Novel Methodologies Awardees

Novel Methodologies Year 4 Awardees

Mina ChungMina Chung, MD

Project: The Application of Adaptive Optics Imaging To Age-Related Macular Degeneration

Brief Description of Project: Although the specific aims of this proposal are directed towards the evaluation of retinal cellular changes in AMD, the novel methods we seek to develop do have tremendous potential applications in a broad spectrum of diseases and research areas. The retina constitutes a unique subset of neuronal cells which have the advantage of being optically accessible in vivo. The use of FAOSLO to quantify retinal cells would offer a non-invasive, clinically relevant method to measure the progression of diseases and the effects of potential therapies in clinical trials, not only for ophthalmic diseases such as AMD, glaucoma, and retinitis pigmentosa, but also for neurodegenerative conditions including Alzheimer's and Parkinson's disease.
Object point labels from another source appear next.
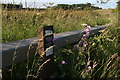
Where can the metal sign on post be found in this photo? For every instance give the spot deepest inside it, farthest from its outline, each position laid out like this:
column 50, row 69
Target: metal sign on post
column 45, row 43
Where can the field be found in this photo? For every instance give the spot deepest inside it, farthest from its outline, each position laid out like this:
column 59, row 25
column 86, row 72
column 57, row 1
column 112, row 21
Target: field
column 23, row 24
column 96, row 58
The retinal pigment epithelium is a model system for the study of oxidative stress and the response to toxic exposures such as smoking. The earliest manifestations of systemic diseases, including diabetes, hypertension, leukemia, and AIDS can first present in the retina, and FAOSLO retinal imaging, therefore, has the potential to provide a mechanism for early detection of these conditions.

roseroSpencer Rosero, MD

Project: Implantable Cell-Embedded Feedback System for Drug Delivery

Brief Description of Project: Our current efforts include developing an implantable biosensor system in which engineered cell lines are used for monitoring levels of bioactive molecules in tissue fluids. The "sensor cells" are housed and maintained in an implanted biochamber and will allow us to study effects of in vivo milieu on cell growth, survival, gene expression, phenotypic expression, and response to drug therapy. We seek to optimize the implantable biochamber for maintaining a population of reporter (sensor) cells embedded in an integrated with the optical components of the biosensor in vivo, and demonstrate feasibility of the sensor cells to detect agonist mediated cellular response to brain natriuretic protein (BNP) in vivo.
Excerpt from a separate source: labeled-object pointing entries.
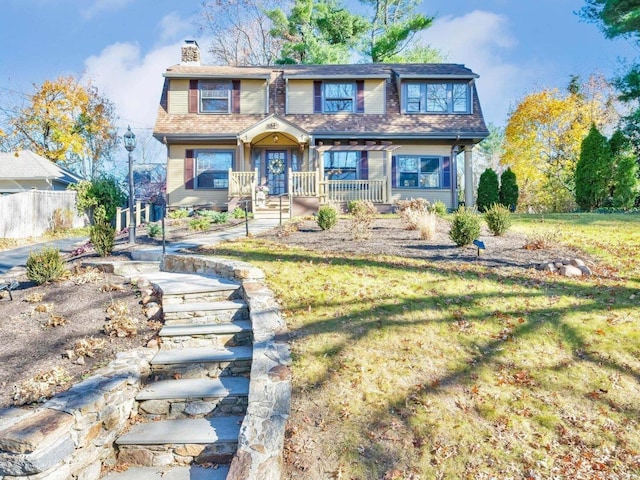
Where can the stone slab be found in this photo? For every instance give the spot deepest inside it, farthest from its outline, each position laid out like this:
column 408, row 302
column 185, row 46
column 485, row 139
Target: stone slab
column 195, row 388
column 184, row 431
column 238, row 326
column 192, row 472
column 184, row 283
column 202, row 355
Potential Impact on Patient Community: Heart failure is a leading cause of death, morbidity, and loss of quality of life in patients with heart disease. With a total of 5 million heart failure patients in the United States and 22 million worldwide, the need for advanced therapeutic technology will continue to increase. Patient care will need to become increasingly individualized in order to reduce expensive hospitalizations and improve their quality of life. The need to personalize therapeutic drug delivery and move beyond the "one size fits all" approach to medications will require the use of individual biologic response to guide therapy.

Potential Impact on the Science and Application of Pharmacologic Therapeutics: The technology addresses the core question: "How can we personalize pharmacologic therapeutics to provide the best biological response while minimizing toxicity." This would ultimately lead to improved clinical outcomes, decreased morbidity and adverse drug effects and improved quality of life.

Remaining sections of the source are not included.